Conor McGregor vs Jose Aldo: The Biggest Fight of All Time

With less than a minute remaining in the second round of the interim title fight between Conor McGregor and Chad Mendes, it seemed as though the UFC’s worst nightmare was about to become a reality. Every second that Mendes held down the charismatic Irishman and every punch he landed in McGregor’s guard was like watching the money slip through the Dana White’s hands.

That’s not to say a Mendes guillotine victory would be a complete disaster for the UFC. McGregor had seemingly drawn enough people to watch a main card filled with straight violent entertainment that was sure to convince a few casual fans to stick around. It could have even made a star out of Mendes, a well-rounded, exciting fighter who could hold his own in the promotional aspect of a fight (though not nearly as well as a McGregor).

Conor McGregor vs Jose Aldo: The Biggest Fight of All Time

But lets be honest: there is a lot of money to be made in a McGregor vs. Aldo title unification match, and not much to be made in a trilogy fight between the Brazilian and Mendes. That’s why, like it or not, the future of this still young sport changed for the better when McGregor rose to his feet and smashed Mendes like it was his plan the whole time. That’s because, whether the interim champ becomes a long term star or not (he will), McGregor vs. Aldo is the biggest fight in MMA history.

What It’s Up Against:

When discussing the biggest fight in mixed martial arts history, there are only a few fights worth mentioning. In my opinion, McGregor vs. Aldo will be up against Chuck Liddell vs. Tito Ortiz II, Georges St. Pierre vs. BJ Penn II, and Anderson Silva vs. Chael Sonnen II for this honor.

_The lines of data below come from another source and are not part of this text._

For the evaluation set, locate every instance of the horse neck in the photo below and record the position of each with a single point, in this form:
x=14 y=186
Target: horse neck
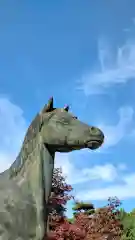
x=47 y=165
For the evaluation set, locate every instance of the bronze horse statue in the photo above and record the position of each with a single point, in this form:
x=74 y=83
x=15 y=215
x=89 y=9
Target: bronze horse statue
x=25 y=187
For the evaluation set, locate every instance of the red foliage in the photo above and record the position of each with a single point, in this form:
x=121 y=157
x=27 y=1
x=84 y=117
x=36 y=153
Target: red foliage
x=103 y=224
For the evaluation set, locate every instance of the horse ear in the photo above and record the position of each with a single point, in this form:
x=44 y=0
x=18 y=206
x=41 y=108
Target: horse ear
x=66 y=108
x=49 y=106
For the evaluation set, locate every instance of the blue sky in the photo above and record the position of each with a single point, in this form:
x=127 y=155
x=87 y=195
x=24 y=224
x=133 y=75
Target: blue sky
x=82 y=53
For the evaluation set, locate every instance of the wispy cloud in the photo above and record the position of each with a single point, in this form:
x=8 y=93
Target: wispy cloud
x=12 y=130
x=114 y=68
x=122 y=191
x=124 y=127
x=74 y=175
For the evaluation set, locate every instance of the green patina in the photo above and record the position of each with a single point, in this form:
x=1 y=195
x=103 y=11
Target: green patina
x=25 y=187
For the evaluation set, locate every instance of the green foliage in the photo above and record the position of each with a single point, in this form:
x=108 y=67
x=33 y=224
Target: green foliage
x=128 y=222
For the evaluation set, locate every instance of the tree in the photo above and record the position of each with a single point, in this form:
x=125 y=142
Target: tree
x=87 y=208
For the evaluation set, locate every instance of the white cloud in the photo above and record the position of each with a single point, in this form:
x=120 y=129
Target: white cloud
x=124 y=127
x=12 y=130
x=104 y=172
x=113 y=69
x=122 y=191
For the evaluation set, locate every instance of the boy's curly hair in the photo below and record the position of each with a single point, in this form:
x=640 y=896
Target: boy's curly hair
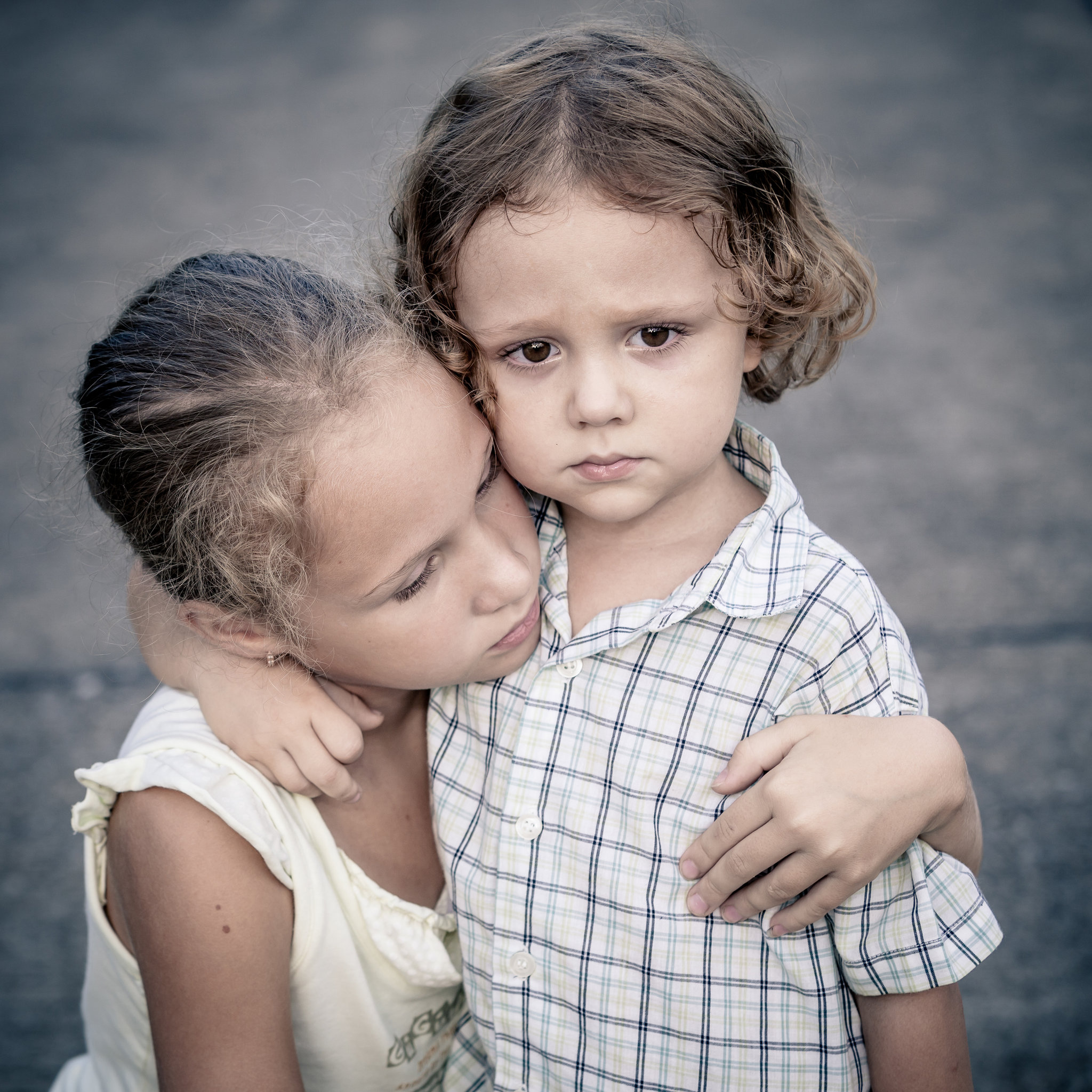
x=652 y=124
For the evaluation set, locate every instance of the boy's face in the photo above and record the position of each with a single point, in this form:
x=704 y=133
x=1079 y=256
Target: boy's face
x=617 y=376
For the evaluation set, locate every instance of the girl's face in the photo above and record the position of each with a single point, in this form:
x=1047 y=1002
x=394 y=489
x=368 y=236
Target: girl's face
x=616 y=362
x=427 y=567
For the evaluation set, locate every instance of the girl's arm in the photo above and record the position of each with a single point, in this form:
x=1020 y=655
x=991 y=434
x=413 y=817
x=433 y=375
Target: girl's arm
x=211 y=929
x=840 y=799
x=281 y=720
x=917 y=1042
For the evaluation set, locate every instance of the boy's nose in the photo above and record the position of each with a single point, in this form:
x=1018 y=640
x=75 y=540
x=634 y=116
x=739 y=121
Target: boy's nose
x=599 y=397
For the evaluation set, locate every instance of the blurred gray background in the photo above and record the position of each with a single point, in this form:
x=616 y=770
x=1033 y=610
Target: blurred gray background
x=950 y=451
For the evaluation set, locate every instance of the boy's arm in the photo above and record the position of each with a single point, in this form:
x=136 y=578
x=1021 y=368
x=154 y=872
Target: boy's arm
x=840 y=800
x=917 y=1042
x=211 y=929
x=281 y=720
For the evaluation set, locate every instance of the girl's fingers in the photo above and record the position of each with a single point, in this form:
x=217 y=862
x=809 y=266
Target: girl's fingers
x=816 y=903
x=742 y=818
x=757 y=852
x=760 y=753
x=794 y=875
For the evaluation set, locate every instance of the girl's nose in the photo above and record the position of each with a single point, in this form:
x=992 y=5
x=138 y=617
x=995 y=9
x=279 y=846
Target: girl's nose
x=508 y=574
x=599 y=397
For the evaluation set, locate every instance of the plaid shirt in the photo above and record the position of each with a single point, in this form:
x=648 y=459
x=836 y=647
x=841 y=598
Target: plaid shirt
x=566 y=793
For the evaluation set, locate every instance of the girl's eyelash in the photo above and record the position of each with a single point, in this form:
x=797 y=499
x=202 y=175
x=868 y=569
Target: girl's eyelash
x=411 y=590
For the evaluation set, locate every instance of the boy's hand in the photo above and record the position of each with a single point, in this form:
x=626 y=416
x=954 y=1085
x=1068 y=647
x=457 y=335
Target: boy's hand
x=841 y=799
x=298 y=730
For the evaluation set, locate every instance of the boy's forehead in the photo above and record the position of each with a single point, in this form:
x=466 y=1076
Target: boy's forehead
x=526 y=267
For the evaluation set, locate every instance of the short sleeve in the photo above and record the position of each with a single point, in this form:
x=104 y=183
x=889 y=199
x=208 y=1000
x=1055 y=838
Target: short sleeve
x=858 y=653
x=921 y=924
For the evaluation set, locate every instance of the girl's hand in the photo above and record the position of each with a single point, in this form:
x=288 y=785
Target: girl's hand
x=841 y=799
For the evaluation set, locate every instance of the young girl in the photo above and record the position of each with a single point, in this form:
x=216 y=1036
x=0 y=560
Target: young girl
x=609 y=236
x=285 y=462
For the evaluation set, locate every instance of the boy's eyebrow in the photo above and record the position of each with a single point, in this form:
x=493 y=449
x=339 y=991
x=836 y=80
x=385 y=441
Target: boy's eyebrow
x=661 y=311
x=403 y=569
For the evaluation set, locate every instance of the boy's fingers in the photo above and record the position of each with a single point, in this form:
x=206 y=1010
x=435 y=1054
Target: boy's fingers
x=324 y=772
x=794 y=875
x=339 y=734
x=356 y=709
x=742 y=818
x=814 y=904
x=752 y=856
x=284 y=772
x=758 y=754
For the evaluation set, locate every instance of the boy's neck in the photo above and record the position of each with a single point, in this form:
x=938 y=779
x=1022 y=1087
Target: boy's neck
x=648 y=557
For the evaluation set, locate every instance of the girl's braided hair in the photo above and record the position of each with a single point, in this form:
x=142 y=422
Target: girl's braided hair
x=197 y=414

It should be mentioned that although UFC 100 is the best-selling PPV of all time, the event’s success came more through depth than just its main event. With Liddell and Ortiz’s rematch at UFC 66, you had the two original stars in MMA history battling for the UFC Light-Heavyweight Championship. To top it all off, the fight had a built in narrative of former friends turned enemies, helping it become the first PPV to crack a million buys.

Next you have St. Pierre vs. Penn, a battle of two consensus top 5 pound for pound fighters in the world at the time. Not only was this a rematch of a controversial split decision from three years prior, it was a battle of two UFC champions. Just in case it wasn’t intriguing enough, Penn was also a former welterweight champion, so the whole heavier champion advantage seemed to be out the window.

Lastly, we have the rematch between the greatest fighter of all time and the first fighter to ever truly threaten his incredible winning streak. This fight had it all, from the untouchable aura of Silva and his winning streak, to the drama from the last fight, to the very personal trash talking that Sonnen was spitting out at the dominate champ who had previously struggled to become a draw due to his lack of, well, exactly what Sonnen was bringing to the table.

All these fights brought a ‘big fight feel’ that doesn’t come nearly as often in this sport as the UFC will tell you, so where does McGregor vs. Aldo rank amongst them?

What Makes This Match So Special:

Conor McGregor is the newest, brightest star in the UFC. In what feels like no time at all, McGregor has gone from a company newbie that Dana White could not hide his excitement over to a bigger star than every champion in the UFC today, save Jon Jones and Ronday Rousey.

Is it his trash talk? His confidence and charisma? The fact that his style is appeasing to both hardcore and casual fans? How about all of that and more. Simply put, Conor McGregor just has ‘it’. In a sport where the average American cannot name more than one or two of the top ten pound for pound fighters in the world right now, I had cousins and friends asking me all week if McGregor was the real deal or just hype.

McGregor used that inner magic to compel what seems to be a much larger audience than usual to buy UFC 189, where he defeated the best featherweight in the world not named Jose Aldo in spectacular fashion. That audience also got to sit through one of the most entertaining main cards of all time. Couple those two together, and you have a lot of fresh eyeballs that are legitimately excited to see if this huge star, who proved to them that he was the real deal, can take down this dominate champion that they keep hearing about from Brazil.

It’s the pound for pound best or second best fighter in the world against this megastar who can do all of the promoting for the champ himself (he already did it once). To top it all off, both fighters have styles that please the fans, so there is no reason to believe this won’t be a barn burner. This fight is everything that the UFC could have wanted and more.

It has a legitimate chance at breaking the PPV record set by UFC 100 and, unlike a certain boxing mega fight, has the potential to send fans home excited to see more of this beautiful sport. If fans were invested in this fight before Aldo pulled out with a rib injury, which they were, imagine how invested they will be now that McGregor has proven himself in the biggest possible way on the grandest stage the UFC had to offer. Not only will it get fans interested in the sport, it will create a Brock Lesnar sized star, but one that will stick around.

In the end, when all is said and done and the fight is over, either Jose Aldo will become the star that his skills always said he should be, or Conor McGregor will become the biggest draw in the sports history. With that said, McGregor vs. Aldo is the biggest fight in mixed martial arts history.